9 フリーダ城へ……
ストーレシア教団ロワ神殿の朝は、
「うわあああっ、出たあああっ!」
という悲鳴とともに始まった。
「出たって……まさか、モンスター!?」
「結界張ってあるんですよ? 神殿には近づけないはずです!」
慌てて、悲鳴のした方向に駆けつけるディジーとユン。
パニクってる神官たちの、騒ぎの中心にいたのは……。
「……アーマ。何やってんの、こんなとこで。〈浮遊〉なんか使って」
神殿の廊下の真ん中で、アーマがふわふわ浮いていた。
「幽体離脱しちゃいましたぁ♪」
「……は?」
一瞬意味が分からず、まじまじとアーマを見つめ返すと、確かに身体が透けて向こうの壁が見えている。
「ちょっ……ア、アーマ、それはいったいっ」
「戻れないんですけどぉ、ユン様なら何とかできますよね♪」
にこやかに笑うアーマを見て、ユンため息。
「……私じゃ無理ですねえ。高司祭呼んできましょう」
さてさて。無事ゼゼがアーマを身体に戻したところで、
「アーマちゃん、あなたこういうコトよくあるの?」
よくあってもらっても困る。
「いやあ、さっきアーマさんに『コレで殴ってくれ』って言われてその通りにしたら、いきなり! びっくりしました、あははははー」
実は、最初の悲鳴はウォルフだったらしい。あれがなければ、ロワの神官だって幽体くらいでそうは驚かなかったのだが。
能天気に笑いつつウォルフが差し出したのは、
「あれ……あたしの剣。いつの間に」
ディジーが自分の身体を見回していると、ユンが息を呑んだ。
「……魔剣。作ったんですか」
「えへ♪」
何事もなかったかのように、アーマ起き上がる。
「そもそも、王子様の身体の中にモンスターがいるから、攻撃できないですよね? 下手に攻撃すると、王子様までダメージ受けちゃいますから。
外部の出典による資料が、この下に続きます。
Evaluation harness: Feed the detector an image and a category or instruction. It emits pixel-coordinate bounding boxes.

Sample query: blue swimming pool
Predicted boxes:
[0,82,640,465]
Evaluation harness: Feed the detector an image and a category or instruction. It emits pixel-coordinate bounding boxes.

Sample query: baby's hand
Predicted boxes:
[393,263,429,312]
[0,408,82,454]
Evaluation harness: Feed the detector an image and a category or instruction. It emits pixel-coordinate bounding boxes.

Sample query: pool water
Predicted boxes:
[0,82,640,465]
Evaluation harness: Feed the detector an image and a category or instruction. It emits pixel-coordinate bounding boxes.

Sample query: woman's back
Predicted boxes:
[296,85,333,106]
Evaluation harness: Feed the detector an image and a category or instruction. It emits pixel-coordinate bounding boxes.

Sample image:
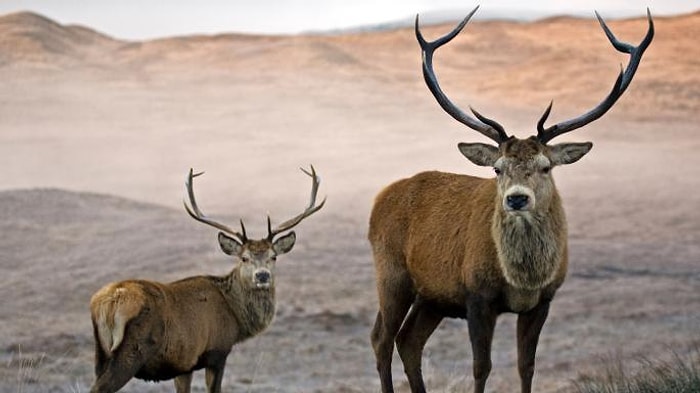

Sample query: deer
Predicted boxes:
[367,7,654,393]
[90,166,326,393]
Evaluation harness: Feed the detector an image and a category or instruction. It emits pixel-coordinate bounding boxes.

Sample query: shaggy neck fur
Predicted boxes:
[491,196,566,290]
[217,266,275,340]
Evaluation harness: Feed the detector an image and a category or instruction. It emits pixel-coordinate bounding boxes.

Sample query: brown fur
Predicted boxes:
[368,138,591,392]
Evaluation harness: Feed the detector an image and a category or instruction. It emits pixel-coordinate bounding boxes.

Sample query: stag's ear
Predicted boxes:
[272,231,297,255]
[457,143,501,166]
[219,232,243,255]
[549,142,593,165]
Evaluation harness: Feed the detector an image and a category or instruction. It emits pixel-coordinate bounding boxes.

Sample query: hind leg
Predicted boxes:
[371,251,415,393]
[90,336,156,393]
[396,300,443,393]
[175,373,192,393]
[90,358,142,393]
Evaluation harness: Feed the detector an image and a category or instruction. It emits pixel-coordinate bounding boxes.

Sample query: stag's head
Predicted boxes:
[179,166,326,289]
[415,7,654,215]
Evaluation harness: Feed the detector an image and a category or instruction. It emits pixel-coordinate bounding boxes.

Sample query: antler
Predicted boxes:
[267,165,326,241]
[182,168,248,243]
[416,6,510,145]
[537,8,654,143]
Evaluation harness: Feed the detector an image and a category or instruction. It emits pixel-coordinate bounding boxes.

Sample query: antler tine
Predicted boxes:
[415,6,509,145]
[537,8,654,143]
[182,168,247,242]
[267,165,326,241]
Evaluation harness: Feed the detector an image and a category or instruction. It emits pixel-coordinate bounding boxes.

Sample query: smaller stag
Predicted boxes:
[369,7,654,393]
[90,166,325,393]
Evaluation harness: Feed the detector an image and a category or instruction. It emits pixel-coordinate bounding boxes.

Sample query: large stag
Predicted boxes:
[369,7,654,393]
[90,166,325,393]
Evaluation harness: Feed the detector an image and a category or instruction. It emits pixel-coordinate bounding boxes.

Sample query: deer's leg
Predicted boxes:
[467,299,498,393]
[90,356,143,393]
[371,255,415,393]
[175,373,192,393]
[518,301,550,393]
[396,301,443,393]
[204,358,226,393]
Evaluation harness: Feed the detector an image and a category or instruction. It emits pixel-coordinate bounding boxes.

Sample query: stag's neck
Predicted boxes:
[491,195,566,290]
[217,267,275,340]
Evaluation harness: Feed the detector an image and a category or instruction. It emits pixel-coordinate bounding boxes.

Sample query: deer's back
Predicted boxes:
[369,171,503,304]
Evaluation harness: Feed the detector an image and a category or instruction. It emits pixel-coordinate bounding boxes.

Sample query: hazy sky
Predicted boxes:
[0,0,700,39]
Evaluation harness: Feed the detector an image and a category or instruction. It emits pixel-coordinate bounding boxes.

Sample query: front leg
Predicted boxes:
[467,298,498,393]
[204,359,226,393]
[518,300,550,393]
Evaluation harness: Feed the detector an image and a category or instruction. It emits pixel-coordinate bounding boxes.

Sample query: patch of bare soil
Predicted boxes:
[0,9,700,392]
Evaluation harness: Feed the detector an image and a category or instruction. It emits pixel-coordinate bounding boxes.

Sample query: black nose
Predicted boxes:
[255,270,270,284]
[506,194,529,210]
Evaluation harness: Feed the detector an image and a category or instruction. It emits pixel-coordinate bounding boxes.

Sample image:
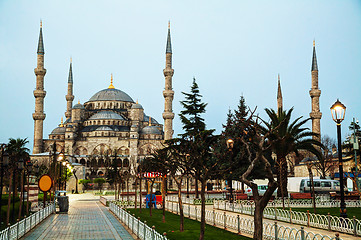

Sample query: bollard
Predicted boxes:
[307,210,310,227]
[132,213,135,233]
[24,215,27,235]
[137,217,140,238]
[327,213,331,231]
[223,212,227,229]
[301,227,305,240]
[152,225,155,240]
[16,218,19,239]
[237,214,241,234]
[143,221,147,239]
[290,208,292,223]
[352,216,357,236]
[213,210,216,226]
[275,222,278,240]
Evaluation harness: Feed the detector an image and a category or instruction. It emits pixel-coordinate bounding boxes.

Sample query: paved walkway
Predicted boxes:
[22,193,133,240]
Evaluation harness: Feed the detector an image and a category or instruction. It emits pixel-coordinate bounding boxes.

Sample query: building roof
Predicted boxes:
[140,126,161,135]
[132,103,143,109]
[51,127,65,135]
[89,88,134,102]
[89,111,124,120]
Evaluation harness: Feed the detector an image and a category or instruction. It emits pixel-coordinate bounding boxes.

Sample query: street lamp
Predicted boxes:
[331,99,347,218]
[226,138,234,203]
[0,144,9,226]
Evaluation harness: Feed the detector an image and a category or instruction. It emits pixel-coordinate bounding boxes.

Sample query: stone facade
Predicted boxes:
[31,23,174,183]
[310,41,322,140]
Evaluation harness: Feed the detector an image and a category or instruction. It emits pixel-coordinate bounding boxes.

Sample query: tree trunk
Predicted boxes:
[177,180,184,232]
[253,200,264,240]
[149,180,154,216]
[307,165,316,213]
[162,176,165,222]
[134,177,138,209]
[18,170,24,219]
[276,156,288,209]
[194,179,199,199]
[6,170,14,226]
[126,177,130,202]
[139,177,143,213]
[199,180,206,240]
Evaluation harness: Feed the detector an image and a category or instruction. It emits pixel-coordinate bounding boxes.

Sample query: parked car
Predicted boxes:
[300,179,348,193]
[244,185,277,198]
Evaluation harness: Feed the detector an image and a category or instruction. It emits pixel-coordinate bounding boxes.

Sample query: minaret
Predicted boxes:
[65,58,74,119]
[310,40,322,140]
[163,22,174,140]
[33,22,46,154]
[277,74,283,114]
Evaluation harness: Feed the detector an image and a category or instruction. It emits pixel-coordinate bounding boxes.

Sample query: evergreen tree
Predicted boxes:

そこで、考えました。ダメージは与えずに、王子様の身体の中からモンスターの精神を叩き出しちゃえばいーんです♪」
全員絶句。
「た、確かにディルムントが王子の身体から離れさえすれば、〈浄化〉だって使えますが……」
「でも叩き出すっつったって、んな簡単に」
「いやでも実際、僕がコレで殴ったらアーマさん、幽体離脱しちゃいましたよ?」
「身体から精神を切り離すことのできる剣、ってことなの?」
アーマ、にっこり笑って答えた。
「はい♪ 魔剣〈カモン! 幽体くん1号(仮)〉ですぅ♪」
「……えーっと」
その場に、言いようのない空気が流れた。
「国を一つ救うかもしれない剣の名前が、そういうのというのは……」
「……ねえユン。知ってる? 魔剣〈ディルムント〉の、製作直後の作者がつけた仮名称。魔剣〈自分の力を受けてみろ!〉。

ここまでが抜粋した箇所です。